The corridor behind him crumbled, stones falling, the ceiling cracking. He pushed his legs harder, his lungs burning, his ribs screaming with every step. The exit was close. He could see it, a slice of grey Seoul daylight cutting through the darkness ahead.

He dove through the opening just as the gate sealed shut behind him with a sound like a thunderclap.

For a moment, he lay on the cold pavement of the abandoned warehouse district, staring up at the overcast sky. His chest heaved. His hands were shaking. His vest was torn, and there was blood on his sleeve that might be his or the goblin's or both.

He sat up slowly, checked the camera. Still recording.

"Well," he said, his voice hoarse. "That happened."

He pulled up the viewer count. Three hundred and forty-seven.

He blinked, thought it was a glitch, refreshed the screen. Four hundred and twelve.

The chat was moving faster than he had ever seen it. Messages scrolled past too quickly to read, but he caught fragments: "did he just survive that," "he threw a grenade in its face," "this guy is actually insane."

Someone donated fifty dollars with the message: "subscribe to the unkillable e-rank."

Dae-ho stared at the screen, then at the camera, then back at the screen. He did not know what to say. He had never broken triple digits before. Four hundred people had just watched him almost die, and instead of leaving, they had stayed.

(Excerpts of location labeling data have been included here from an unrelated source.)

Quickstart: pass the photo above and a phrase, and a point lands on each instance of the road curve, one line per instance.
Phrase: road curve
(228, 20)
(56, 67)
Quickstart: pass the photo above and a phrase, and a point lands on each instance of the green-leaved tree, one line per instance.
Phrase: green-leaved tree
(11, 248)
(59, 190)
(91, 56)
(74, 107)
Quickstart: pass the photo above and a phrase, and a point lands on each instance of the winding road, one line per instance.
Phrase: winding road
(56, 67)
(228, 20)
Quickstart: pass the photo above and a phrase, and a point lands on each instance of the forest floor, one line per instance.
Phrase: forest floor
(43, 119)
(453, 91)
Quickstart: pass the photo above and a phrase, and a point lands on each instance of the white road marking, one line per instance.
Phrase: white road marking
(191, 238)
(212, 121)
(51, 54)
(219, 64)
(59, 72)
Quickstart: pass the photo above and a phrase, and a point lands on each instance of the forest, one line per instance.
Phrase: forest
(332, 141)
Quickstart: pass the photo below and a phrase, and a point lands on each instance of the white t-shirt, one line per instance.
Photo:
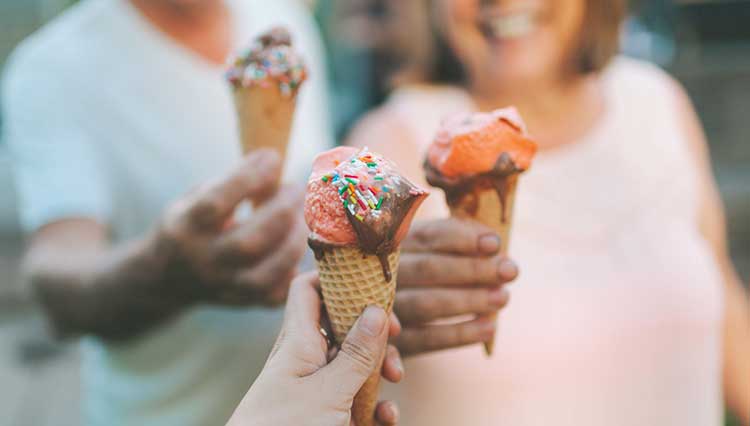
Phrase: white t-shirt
(107, 118)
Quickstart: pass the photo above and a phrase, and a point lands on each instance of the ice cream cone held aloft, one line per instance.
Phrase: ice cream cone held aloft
(477, 159)
(358, 209)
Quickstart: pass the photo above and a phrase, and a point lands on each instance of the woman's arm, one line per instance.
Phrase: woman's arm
(736, 332)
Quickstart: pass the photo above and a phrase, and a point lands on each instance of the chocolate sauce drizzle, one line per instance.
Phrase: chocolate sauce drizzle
(462, 190)
(376, 234)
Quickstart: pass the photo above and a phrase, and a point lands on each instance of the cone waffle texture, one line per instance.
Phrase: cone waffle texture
(489, 212)
(265, 118)
(350, 281)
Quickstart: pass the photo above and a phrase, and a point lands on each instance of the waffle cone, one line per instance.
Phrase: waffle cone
(265, 118)
(350, 281)
(485, 206)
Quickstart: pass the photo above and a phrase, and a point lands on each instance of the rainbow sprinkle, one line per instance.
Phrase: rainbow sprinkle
(361, 196)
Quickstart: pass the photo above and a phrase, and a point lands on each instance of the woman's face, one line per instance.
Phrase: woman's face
(512, 43)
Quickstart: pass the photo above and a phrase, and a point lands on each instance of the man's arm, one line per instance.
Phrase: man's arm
(195, 254)
(88, 286)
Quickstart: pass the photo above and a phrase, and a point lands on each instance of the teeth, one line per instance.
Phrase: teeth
(513, 26)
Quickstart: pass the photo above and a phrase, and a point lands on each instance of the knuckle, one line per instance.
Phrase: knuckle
(484, 270)
(205, 212)
(423, 265)
(362, 357)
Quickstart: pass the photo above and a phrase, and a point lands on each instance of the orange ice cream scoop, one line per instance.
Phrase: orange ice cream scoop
(471, 144)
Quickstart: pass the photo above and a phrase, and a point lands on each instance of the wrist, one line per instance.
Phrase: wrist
(167, 271)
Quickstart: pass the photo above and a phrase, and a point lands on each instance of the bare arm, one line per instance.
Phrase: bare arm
(736, 332)
(87, 286)
(194, 255)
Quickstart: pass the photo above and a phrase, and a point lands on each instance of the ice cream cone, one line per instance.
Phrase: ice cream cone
(494, 209)
(266, 79)
(350, 281)
(358, 208)
(265, 118)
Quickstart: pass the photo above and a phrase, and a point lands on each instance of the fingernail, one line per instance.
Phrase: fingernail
(489, 243)
(393, 408)
(488, 328)
(373, 321)
(399, 365)
(497, 297)
(507, 270)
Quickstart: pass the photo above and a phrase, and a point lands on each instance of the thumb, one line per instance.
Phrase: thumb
(360, 354)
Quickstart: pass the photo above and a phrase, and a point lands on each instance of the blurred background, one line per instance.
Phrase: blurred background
(701, 42)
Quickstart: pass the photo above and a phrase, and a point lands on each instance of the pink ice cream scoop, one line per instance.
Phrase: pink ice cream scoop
(355, 197)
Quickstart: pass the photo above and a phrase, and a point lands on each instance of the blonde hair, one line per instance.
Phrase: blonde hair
(423, 54)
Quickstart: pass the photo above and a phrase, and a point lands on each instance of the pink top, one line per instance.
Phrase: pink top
(615, 319)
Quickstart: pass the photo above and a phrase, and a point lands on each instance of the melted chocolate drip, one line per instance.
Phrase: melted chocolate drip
(461, 190)
(376, 234)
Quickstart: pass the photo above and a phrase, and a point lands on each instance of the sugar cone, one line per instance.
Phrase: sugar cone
(265, 118)
(350, 281)
(485, 206)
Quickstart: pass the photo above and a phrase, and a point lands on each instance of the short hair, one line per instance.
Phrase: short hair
(423, 54)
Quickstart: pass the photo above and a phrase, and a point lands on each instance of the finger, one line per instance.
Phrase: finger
(430, 338)
(394, 325)
(452, 236)
(393, 367)
(303, 344)
(256, 176)
(267, 228)
(270, 272)
(415, 306)
(361, 354)
(435, 270)
(387, 414)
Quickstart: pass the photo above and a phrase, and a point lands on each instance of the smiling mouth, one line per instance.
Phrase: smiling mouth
(510, 24)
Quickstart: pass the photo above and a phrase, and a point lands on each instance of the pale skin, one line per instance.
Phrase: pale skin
(532, 72)
(90, 286)
(305, 381)
(196, 254)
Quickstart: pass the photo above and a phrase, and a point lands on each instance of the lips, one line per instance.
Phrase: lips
(512, 21)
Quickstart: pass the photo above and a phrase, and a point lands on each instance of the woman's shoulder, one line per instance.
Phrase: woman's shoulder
(411, 112)
(637, 78)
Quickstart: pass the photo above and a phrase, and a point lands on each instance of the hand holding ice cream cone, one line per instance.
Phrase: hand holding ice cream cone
(476, 159)
(359, 209)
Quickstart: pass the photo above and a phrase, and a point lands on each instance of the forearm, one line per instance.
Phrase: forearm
(112, 292)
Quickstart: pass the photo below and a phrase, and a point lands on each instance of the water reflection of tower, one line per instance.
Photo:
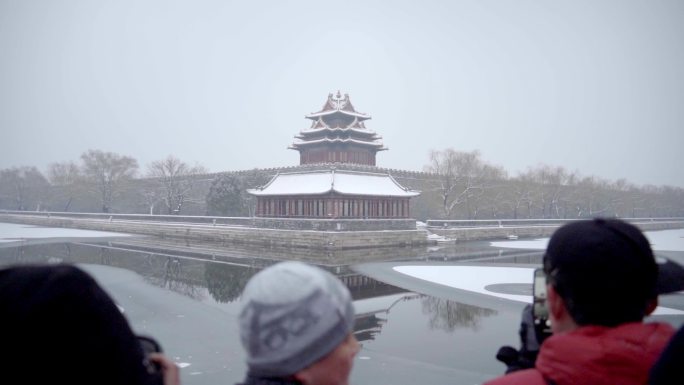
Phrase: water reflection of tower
(373, 300)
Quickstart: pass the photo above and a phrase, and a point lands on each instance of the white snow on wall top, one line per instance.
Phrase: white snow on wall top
(342, 182)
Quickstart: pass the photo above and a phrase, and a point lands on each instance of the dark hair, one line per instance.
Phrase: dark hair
(604, 270)
(58, 325)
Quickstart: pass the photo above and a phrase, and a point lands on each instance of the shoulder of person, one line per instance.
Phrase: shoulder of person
(521, 377)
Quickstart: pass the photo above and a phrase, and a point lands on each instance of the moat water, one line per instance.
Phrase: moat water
(411, 330)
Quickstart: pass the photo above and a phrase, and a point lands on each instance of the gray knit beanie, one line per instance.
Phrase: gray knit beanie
(292, 315)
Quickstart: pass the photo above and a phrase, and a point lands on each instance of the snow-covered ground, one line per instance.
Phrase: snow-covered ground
(478, 278)
(664, 240)
(11, 232)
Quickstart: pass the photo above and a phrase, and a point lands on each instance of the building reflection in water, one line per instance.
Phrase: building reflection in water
(221, 274)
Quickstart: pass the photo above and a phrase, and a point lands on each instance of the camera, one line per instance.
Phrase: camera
(150, 345)
(535, 327)
(540, 312)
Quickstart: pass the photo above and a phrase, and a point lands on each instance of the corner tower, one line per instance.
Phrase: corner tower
(337, 135)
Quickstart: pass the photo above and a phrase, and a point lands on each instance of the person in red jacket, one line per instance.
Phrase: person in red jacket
(601, 282)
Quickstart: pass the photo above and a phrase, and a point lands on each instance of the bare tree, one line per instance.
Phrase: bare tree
(176, 180)
(67, 177)
(107, 171)
(461, 176)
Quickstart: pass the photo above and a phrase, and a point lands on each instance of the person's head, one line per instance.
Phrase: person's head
(603, 270)
(59, 326)
(296, 322)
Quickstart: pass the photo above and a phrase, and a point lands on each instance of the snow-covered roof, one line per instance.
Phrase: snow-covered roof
(327, 181)
(362, 131)
(372, 143)
(337, 104)
(316, 115)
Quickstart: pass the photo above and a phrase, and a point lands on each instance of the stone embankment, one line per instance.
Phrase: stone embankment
(514, 229)
(344, 234)
(327, 234)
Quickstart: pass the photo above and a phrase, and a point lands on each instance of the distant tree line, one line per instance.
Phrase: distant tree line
(453, 185)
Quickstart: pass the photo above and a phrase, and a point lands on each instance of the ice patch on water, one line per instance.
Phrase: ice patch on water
(477, 278)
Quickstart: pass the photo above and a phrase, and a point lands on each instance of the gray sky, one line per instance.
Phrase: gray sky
(594, 86)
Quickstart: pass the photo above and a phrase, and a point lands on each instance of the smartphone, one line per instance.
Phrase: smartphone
(540, 311)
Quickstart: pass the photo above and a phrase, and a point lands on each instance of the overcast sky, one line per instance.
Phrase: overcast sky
(593, 86)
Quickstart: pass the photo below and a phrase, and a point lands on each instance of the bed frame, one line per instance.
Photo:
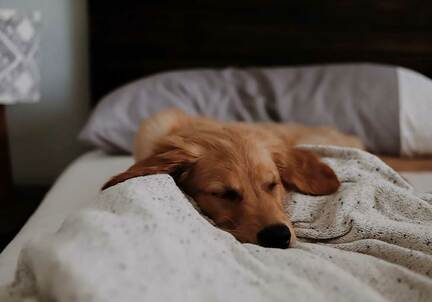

He opened his mouth to say something, something dry and self-deprecating like he always did, but his phone buzzed in his pocket. Then buzzed again. Then started buzzing continuously, a flood of notifications he could not keep up with.

He pulled it out, his fingers clumsy with adrenaline.

A video clip. Someone had clipped the flash grenade moment, edited it with dramatic music and a subtitle: "E-Rank Uses Flash Grenade on Goblin. You Won't Believe What Happens Next."

Twenty thousand views. Posted fifteen minutes ago.

His phone buzzed again. A message from his landlord: "Rent's late. Again."

Another buzz. A notification from the streaming platform: "Your clip is trending in the dungeon category."

Another buzz. An email from a noodle company: "We'd like to discuss a sponsorship opportunity."

Dae-ho sat on the cold pavement, surrounded by the smell of goblin blood and Seoul exhaust, and watched his viewer count climb past a thousand.

His phone buzzed one more time. His mother's name appeared on the screen.

He answered with a hand that would not stop shaking.

"Mom," he said. "I think something weird just happened."

On the other end of the line, she was crying. But for the first time in three years, they were not tears of worry.